Essa lógica repete, passo a passo, as campanhas midiáticas que antecederam a destruição do Iraque, da Líbia e do Afeganistão. O Globo tenta dar aparência de prudência quando afirma que “seria condenável qualquer violação de soberania”, mas, logo em seguida, esvazia a própria condenação ao afirmar que “é inegável” que a ofensiva norte-americana decorre da “obstinação tirânica de Maduro”. A culpa, portanto, deixa de ser de quem ataca — e passa a ser de quem é atacado.

Silêncio sobre o imperialismo e desprezo pela soberania

Nenhuma linha do editorial se dedica a questionar a legalidade das operações secretas da CIA admitidas pelo próprio Donald Trump, tampouco o massacre de 27 venezuelanos mortos em ataques navais na costa do país. Para o jornal, a informação parece irrelevante diante da “necessidade moral” de combater o chavismo. Não há uma palavra sobre o direito dos povos latino-americanos à autodeterminação — princípio inscrito na Carta das Nações Unidas e cláusula pétrea do sistema internacional.

Ao omitir deliberadamente que as sanções e as agressões norte-americanas agravaram a crise humanitária na Venezuela, O Globo não apenas erra: atua como cúmplice de um projeto colonial que busca subjugar a região à força das armas e do dólar.

A manipulação da linguagem como arma

O texto editorial segue um roteiro clássico do discurso colonial: primeiro, demoniza o inimigo (“ditador”, “tirano”, “corrupto”); depois, humaniza o agressor, descrevendo as ações militares como “investidas” ou “operações”; e, por fim, isenta o poder imperial de responsabilidade, atribuindo à vítima o papel de provocadora.

Quando o jornal diz que “nada disso é normal nem desejável, mas é inegável que se trata de um mal decorrente da obstinação tirânica de Maduro”, está, na prática, justificando o uso da força — como se o assassinato de civis fosse uma consequência inevitável de um líder teimoso.

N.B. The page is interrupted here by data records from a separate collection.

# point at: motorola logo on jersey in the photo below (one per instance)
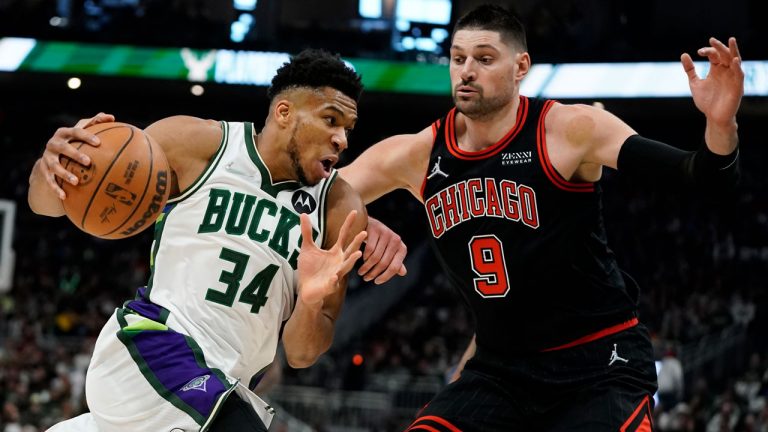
(303, 202)
(475, 198)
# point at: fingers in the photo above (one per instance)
(734, 48)
(688, 67)
(352, 253)
(389, 264)
(50, 179)
(374, 250)
(396, 267)
(357, 242)
(344, 231)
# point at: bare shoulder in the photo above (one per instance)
(581, 124)
(190, 135)
(188, 143)
(342, 199)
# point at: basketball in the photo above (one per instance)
(124, 189)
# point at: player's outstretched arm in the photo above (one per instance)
(384, 254)
(398, 162)
(322, 275)
(44, 194)
(718, 95)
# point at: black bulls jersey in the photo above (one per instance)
(526, 248)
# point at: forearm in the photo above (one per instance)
(307, 335)
(41, 197)
(468, 354)
(703, 169)
(722, 139)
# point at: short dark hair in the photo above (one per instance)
(316, 68)
(494, 18)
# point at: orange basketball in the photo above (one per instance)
(124, 189)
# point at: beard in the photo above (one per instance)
(481, 107)
(293, 152)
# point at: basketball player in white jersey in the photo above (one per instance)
(236, 259)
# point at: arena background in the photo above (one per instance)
(700, 260)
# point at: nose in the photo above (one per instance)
(467, 72)
(339, 140)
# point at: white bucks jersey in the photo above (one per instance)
(226, 251)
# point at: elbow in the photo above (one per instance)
(300, 361)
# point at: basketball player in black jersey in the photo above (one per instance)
(510, 189)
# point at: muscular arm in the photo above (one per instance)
(187, 142)
(583, 139)
(309, 331)
(398, 162)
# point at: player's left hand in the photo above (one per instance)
(320, 270)
(383, 255)
(719, 94)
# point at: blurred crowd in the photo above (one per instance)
(700, 265)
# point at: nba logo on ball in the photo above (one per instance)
(303, 202)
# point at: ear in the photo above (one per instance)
(282, 112)
(523, 62)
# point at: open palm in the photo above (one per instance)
(718, 95)
(319, 270)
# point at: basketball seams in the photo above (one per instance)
(106, 172)
(146, 185)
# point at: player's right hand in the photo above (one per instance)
(49, 166)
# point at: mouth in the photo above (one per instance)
(465, 90)
(328, 163)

O papel vergonhoso da mídia brasileira

O mais grave, contudo, é que O Globo se posiciona hoje da mesma forma que se posicionou durante os golpes de 1964 no Brasil e de 1973 no Chile: apoiando as ações de Washington e criminalizando governos nacionais eleitos, ainda que autoritários ou impopulares.

A coerência do jornal não está na defesa da democracia — está na defesa dos interesses geopolíticos dos Estados Unidos.

Ao legitimar a retórica belicista de Trump e ao tratar a intervenção militar como hipótese razoável, o editorial rasga qualquer pretensão de independência jornalística. A imprensa que se cala diante da violação da soberania latino-americana não é neutra — é cúmplice.

Em resumo: o texto de O Globo não é uma análise — é um panfleto pró-imperialista que, sob a máscara da defesa da liberdade, flerta com a barbárie. Num momento em que o mundo multipolar se consolida e o Sul Global busca afirmar sua autonomia, reviver a narrativa da “salvação americana” é um gesto de servilismo histórico e moralmente indefensável.